Electronics Forum

[prabh94]

the circuit i made is attached below : see attachment.


Let me explain the circuit. So the output from the 3.7 V battery , is fed to the (-) of the op-amp. i've used a 5V zener and a potential divider to get a potential of 0.37 V (10% of 3.7 V) to (+) of the op-amp.

Now if the voltage given by the battery is greater than 0.37 V ,

> The input to the load = output of the battery
> The IC reads input=1 and does not activate the LED and Alarm

and if the voltage given by the battery is less than or equal to 0.37 V ,

> The output to the load = 0V . battery stops discharging.
> The IC reads input=0 and activates the LED and Alarm.


will this work?? any problem with the op amp and zener usage??? plz help

[pebe]

I am afraid your circuit will not work.
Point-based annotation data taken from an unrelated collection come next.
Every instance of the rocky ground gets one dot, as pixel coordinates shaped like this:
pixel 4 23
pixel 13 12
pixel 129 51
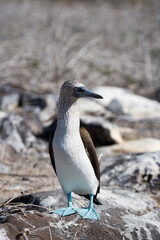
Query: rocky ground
pixel 104 46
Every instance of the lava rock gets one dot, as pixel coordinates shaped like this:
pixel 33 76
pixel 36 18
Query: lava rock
pixel 120 217
pixel 132 171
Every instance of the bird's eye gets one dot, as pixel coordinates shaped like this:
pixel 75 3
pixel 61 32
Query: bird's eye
pixel 76 89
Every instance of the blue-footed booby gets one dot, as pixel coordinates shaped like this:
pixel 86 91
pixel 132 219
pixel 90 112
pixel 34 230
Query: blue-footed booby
pixel 72 152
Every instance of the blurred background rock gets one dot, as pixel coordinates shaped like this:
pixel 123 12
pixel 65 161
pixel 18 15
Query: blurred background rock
pixel 113 47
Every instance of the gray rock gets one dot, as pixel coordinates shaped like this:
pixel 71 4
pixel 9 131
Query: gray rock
pixel 15 132
pixel 90 106
pixel 122 101
pixel 102 131
pixel 4 168
pixel 120 217
pixel 9 102
pixel 133 146
pixel 132 171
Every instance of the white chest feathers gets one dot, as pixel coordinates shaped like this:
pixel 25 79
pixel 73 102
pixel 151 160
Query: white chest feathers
pixel 74 169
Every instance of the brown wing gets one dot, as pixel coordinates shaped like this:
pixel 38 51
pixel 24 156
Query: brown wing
pixel 91 152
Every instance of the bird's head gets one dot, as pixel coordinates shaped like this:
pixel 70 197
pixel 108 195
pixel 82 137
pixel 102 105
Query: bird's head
pixel 77 90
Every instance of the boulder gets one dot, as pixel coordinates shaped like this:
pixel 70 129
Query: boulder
pixel 9 102
pixel 133 146
pixel 90 106
pixel 102 131
pixel 15 132
pixel 122 101
pixel 120 217
pixel 134 171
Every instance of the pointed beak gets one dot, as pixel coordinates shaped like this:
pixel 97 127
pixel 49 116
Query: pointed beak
pixel 87 93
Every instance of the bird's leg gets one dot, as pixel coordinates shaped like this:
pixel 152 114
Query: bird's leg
pixel 66 211
pixel 89 213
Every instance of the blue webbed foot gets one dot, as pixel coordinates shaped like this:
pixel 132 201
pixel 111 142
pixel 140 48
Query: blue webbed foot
pixel 89 213
pixel 64 211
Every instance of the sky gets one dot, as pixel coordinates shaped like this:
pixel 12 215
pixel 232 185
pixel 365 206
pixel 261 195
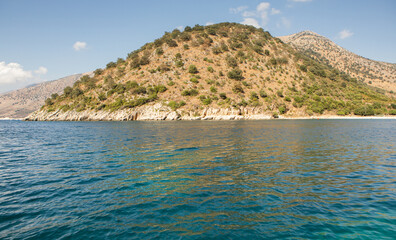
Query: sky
pixel 45 40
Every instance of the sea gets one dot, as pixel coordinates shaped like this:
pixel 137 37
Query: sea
pixel 267 179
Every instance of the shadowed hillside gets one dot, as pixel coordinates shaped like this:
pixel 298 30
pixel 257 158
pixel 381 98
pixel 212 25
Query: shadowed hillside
pixel 374 73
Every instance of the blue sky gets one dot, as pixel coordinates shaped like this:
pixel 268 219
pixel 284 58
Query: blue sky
pixel 47 40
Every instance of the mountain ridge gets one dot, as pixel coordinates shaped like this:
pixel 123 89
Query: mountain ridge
pixel 21 102
pixel 379 74
pixel 226 69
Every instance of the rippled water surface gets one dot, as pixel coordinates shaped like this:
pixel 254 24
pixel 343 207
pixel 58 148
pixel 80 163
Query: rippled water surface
pixel 296 179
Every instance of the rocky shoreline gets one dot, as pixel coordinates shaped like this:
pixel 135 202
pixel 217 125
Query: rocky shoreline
pixel 160 112
pixel 153 112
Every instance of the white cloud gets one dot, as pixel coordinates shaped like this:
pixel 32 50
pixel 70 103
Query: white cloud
pixel 238 9
pixel 79 45
pixel 251 21
pixel 345 34
pixel 262 10
pixel 41 70
pixel 284 22
pixel 13 73
pixel 274 11
pixel 258 17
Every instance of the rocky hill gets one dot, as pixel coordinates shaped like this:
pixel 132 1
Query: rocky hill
pixel 20 103
pixel 221 71
pixel 374 73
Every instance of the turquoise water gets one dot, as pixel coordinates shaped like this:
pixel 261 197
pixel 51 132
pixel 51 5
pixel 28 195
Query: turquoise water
pixel 294 179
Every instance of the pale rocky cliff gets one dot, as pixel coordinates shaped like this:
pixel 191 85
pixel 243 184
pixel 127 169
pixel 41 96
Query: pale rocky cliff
pixel 157 111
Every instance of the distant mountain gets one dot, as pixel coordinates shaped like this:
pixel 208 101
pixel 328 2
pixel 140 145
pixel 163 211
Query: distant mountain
pixel 22 102
pixel 374 73
pixel 221 71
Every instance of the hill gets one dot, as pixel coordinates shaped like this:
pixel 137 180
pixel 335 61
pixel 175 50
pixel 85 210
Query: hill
pixel 374 73
pixel 221 71
pixel 20 103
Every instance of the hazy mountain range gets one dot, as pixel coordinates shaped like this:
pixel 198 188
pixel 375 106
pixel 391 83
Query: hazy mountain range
pixel 261 66
pixel 22 102
pixel 223 71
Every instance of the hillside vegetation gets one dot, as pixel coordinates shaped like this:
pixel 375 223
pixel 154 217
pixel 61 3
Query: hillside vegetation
pixel 225 65
pixel 374 73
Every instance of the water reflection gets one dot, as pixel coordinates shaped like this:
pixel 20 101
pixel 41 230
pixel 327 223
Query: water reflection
pixel 303 179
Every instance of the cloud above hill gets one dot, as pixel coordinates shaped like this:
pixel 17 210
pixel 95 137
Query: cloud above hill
pixel 12 73
pixel 259 17
pixel 345 34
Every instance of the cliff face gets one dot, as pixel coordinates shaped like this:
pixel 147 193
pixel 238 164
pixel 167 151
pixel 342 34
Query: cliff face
pixel 374 73
pixel 156 111
pixel 226 69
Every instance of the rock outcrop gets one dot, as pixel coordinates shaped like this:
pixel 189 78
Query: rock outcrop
pixel 157 111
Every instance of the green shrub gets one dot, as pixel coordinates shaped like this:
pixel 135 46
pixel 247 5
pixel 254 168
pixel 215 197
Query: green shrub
pixel 76 92
pixel 192 69
pixel 131 84
pixel 282 110
pixel 175 105
pixel 190 92
pixel 144 60
pixel 102 96
pixel 140 90
pixel 231 62
pixel 171 43
pixel 159 51
pixel 235 74
pixel 49 102
pixel 98 71
pixel 364 111
pixel 279 93
pixel 179 63
pixel 194 80
pixel 263 94
pixel 211 31
pixel 341 113
pixel 298 99
pixel 54 96
pixel 135 63
pixel 206 100
pixel 253 95
pixel 111 65
pixel 238 89
pixel 216 50
pixel 185 36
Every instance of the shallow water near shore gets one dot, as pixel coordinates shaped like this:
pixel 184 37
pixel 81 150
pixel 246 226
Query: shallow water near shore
pixel 270 179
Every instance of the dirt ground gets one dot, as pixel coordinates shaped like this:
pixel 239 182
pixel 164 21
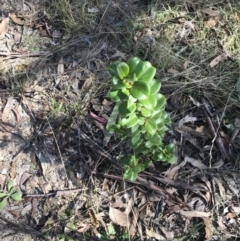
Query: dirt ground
pixel 54 107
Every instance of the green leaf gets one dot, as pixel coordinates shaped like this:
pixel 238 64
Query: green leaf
pixel 119 84
pixel 129 122
pixel 132 63
pixel 146 112
pixel 123 70
pixel 237 85
pixel 130 175
pixel 119 70
pixel 155 139
pixel 140 90
pixel 135 130
pixel 150 127
pixel 17 196
pixel 113 69
pixel 141 121
pixel 133 161
pixel 113 94
pixel 123 94
pixel 142 68
pixel 149 144
pixel 136 141
pixel 150 102
pixel 126 108
pixel 3 203
pixel 148 75
pixel 170 148
pixel 10 185
pixel 3 194
pixel 154 86
pixel 111 125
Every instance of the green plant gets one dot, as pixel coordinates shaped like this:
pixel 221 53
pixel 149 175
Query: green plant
pixel 11 193
pixel 142 119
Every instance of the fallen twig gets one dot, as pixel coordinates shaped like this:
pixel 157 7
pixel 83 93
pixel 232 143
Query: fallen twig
pixel 215 132
pixel 30 54
pixel 55 194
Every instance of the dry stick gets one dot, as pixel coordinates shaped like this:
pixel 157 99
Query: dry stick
pixel 217 137
pixel 23 228
pixel 55 194
pixel 140 180
pixel 31 54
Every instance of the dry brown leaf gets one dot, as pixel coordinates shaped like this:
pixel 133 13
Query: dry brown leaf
pixel 196 163
pixel 3 27
pixel 118 203
pixel 210 12
pixel 194 101
pixel 13 171
pixel 11 102
pixel 185 65
pixel 186 119
pixel 169 235
pixel 173 170
pixel 217 164
pixel 129 206
pixel 194 214
pixel 119 217
pixel 208 228
pixel 212 22
pixel 220 188
pixel 155 235
pixel 218 59
pixel 17 20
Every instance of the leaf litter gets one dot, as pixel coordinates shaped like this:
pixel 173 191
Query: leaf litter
pixel 161 205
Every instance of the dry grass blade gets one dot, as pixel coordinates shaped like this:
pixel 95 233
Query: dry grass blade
pixel 194 214
pixel 3 27
pixel 119 217
pixel 208 228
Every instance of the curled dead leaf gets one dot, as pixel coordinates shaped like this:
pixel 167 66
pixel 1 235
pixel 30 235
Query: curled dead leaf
pixel 196 163
pixel 194 214
pixel 153 234
pixel 186 119
pixel 208 228
pixel 119 217
pixel 210 12
pixel 4 27
pixel 15 19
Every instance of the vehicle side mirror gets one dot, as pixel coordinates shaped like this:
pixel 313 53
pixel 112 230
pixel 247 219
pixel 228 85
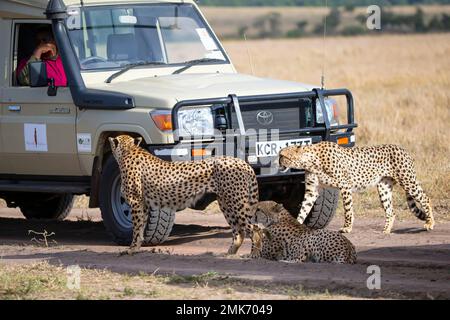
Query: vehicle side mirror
pixel 38 74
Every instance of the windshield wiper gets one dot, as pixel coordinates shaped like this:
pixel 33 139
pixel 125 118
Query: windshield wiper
pixel 131 66
pixel 191 63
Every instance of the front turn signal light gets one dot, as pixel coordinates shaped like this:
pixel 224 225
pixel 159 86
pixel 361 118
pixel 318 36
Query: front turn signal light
pixel 163 120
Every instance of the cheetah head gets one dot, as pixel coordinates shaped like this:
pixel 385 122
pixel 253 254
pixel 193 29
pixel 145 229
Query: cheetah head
pixel 298 157
pixel 266 214
pixel 121 144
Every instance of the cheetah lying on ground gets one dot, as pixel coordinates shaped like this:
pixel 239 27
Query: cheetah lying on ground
pixel 283 238
pixel 328 164
pixel 149 184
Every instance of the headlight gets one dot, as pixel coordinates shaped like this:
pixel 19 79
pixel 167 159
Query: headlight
pixel 332 112
pixel 196 121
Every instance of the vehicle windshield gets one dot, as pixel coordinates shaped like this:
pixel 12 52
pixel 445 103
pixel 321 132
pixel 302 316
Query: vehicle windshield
pixel 108 37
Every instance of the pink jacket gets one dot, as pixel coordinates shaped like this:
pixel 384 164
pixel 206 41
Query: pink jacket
pixel 55 70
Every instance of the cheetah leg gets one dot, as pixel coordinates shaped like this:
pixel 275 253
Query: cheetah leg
pixel 311 195
pixel 238 238
pixel 139 219
pixel 348 208
pixel 385 193
pixel 255 252
pixel 415 194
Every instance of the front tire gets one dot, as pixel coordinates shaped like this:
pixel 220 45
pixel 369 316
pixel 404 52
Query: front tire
pixel 323 210
pixel 116 213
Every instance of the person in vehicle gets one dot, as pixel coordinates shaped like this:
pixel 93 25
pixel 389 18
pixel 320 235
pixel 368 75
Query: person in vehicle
pixel 46 51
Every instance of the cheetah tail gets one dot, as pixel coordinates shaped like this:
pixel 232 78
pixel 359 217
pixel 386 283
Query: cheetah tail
pixel 419 213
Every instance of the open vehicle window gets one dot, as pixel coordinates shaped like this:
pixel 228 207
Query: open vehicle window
pixel 24 45
pixel 116 36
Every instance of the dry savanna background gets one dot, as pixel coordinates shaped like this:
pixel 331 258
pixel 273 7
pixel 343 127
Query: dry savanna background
pixel 401 87
pixel 400 83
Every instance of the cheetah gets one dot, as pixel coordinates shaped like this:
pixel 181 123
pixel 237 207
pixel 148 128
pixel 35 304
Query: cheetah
pixel 283 238
pixel 149 183
pixel 351 169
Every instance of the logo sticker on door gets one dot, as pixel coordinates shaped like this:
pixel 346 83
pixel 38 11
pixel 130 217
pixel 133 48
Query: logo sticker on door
pixel 84 142
pixel 35 137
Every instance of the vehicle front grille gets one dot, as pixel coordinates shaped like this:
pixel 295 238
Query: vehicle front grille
pixel 283 115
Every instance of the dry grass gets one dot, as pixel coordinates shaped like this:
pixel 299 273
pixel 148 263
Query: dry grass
pixel 226 21
pixel 44 281
pixel 401 86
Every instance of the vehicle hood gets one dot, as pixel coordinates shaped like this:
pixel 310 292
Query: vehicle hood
pixel 165 91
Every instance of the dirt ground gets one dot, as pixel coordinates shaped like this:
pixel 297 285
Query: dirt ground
pixel 413 263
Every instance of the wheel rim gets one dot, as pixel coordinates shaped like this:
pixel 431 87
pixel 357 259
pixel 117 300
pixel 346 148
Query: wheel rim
pixel 121 209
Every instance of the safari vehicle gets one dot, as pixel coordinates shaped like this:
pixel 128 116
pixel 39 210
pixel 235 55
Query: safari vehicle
pixel 152 69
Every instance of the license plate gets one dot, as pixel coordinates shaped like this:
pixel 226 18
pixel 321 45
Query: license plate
pixel 272 148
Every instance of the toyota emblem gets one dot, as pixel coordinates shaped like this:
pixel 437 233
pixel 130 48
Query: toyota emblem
pixel 264 118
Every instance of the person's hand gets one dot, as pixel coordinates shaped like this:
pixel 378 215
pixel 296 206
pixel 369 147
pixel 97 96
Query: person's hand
pixel 45 50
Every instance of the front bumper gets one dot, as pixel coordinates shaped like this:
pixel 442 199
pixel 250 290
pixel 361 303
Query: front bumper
pixel 241 143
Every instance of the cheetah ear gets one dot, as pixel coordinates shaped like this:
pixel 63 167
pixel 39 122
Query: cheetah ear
pixel 278 207
pixel 112 142
pixel 138 141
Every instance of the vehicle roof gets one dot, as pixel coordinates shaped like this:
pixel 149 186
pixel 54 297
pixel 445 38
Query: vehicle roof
pixel 36 8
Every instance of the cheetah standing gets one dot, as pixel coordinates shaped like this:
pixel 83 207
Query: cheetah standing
pixel 328 164
pixel 149 183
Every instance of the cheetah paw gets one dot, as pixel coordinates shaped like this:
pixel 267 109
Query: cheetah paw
pixel 345 230
pixel 429 225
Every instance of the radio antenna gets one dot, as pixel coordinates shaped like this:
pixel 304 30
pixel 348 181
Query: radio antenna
pixel 249 55
pixel 324 48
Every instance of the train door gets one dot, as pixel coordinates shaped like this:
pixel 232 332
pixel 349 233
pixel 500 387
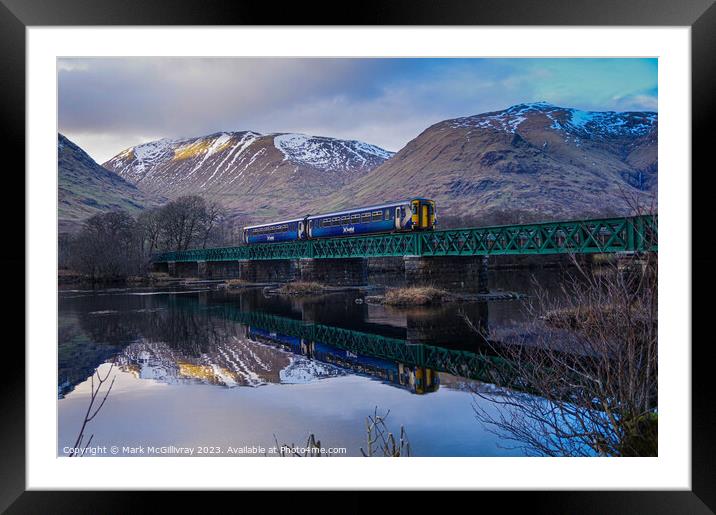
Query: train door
pixel 423 214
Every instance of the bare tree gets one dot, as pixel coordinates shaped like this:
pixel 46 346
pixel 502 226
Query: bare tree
pixel 109 246
pixel 585 367
pixel 77 449
pixel 150 222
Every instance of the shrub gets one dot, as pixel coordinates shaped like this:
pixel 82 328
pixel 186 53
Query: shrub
pixel 414 296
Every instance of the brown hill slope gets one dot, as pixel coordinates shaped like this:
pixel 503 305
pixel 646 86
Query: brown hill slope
pixel 85 188
pixel 260 176
pixel 531 161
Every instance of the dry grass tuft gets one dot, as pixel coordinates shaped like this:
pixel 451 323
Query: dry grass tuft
pixel 414 296
pixel 235 283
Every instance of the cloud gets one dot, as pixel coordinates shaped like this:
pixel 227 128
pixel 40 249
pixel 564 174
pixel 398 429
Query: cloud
pixel 108 104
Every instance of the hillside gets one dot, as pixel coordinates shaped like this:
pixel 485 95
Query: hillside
pixel 260 176
pixel 528 162
pixel 85 188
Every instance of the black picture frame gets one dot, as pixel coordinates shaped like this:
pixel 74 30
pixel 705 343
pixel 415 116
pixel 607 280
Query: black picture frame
pixel 700 15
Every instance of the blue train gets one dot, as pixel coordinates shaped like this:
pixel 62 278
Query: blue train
pixel 408 215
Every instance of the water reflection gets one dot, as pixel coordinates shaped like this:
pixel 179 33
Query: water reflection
pixel 251 338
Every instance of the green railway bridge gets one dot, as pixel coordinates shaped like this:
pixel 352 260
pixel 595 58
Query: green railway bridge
pixel 448 257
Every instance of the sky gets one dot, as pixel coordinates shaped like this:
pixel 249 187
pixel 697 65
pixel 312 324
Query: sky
pixel 106 105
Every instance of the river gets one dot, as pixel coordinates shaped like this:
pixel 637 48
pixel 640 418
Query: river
pixel 201 370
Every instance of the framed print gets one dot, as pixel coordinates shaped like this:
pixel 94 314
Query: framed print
pixel 431 235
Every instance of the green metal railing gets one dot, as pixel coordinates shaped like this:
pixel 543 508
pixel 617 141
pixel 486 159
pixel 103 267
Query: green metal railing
pixel 463 363
pixel 606 235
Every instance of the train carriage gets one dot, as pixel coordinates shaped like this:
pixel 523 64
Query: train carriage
pixel 408 215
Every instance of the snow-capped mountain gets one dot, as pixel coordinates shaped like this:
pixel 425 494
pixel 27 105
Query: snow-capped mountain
pixel 248 171
pixel 86 189
pixel 529 161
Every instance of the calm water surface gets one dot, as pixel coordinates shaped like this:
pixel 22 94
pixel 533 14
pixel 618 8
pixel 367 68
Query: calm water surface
pixel 200 366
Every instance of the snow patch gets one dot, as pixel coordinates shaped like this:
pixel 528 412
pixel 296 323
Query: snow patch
pixel 328 153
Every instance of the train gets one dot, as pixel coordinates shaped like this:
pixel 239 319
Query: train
pixel 415 214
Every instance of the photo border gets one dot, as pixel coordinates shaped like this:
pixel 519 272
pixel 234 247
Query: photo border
pixel 700 15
The supply voltage is only 3.7V and that will not operate a 5V zener.

Here is a circuit that should work OK. Use an op-amp that will operate with a supply voltage down to 3V. Make sure it has enough output to drive your load.

The battery voltage rises slightly when the amp disconnects the load and that would make the amp try to turn the load on again. The process would repeat so the load would be continually switched on and off. To prevent that, the resistor, R2, is used to provide positive feedback to give some hysteresis. If it is not enough, reduce the value of R2.

When the battery has run down to the level for the alarm to trigger, set P1 so that the op-amp output goes low. Because of the hysteresis, there will be different settings of P1 for when the amp output goes from high to low, or from low to high.. The one you want is when the output is going from high to low.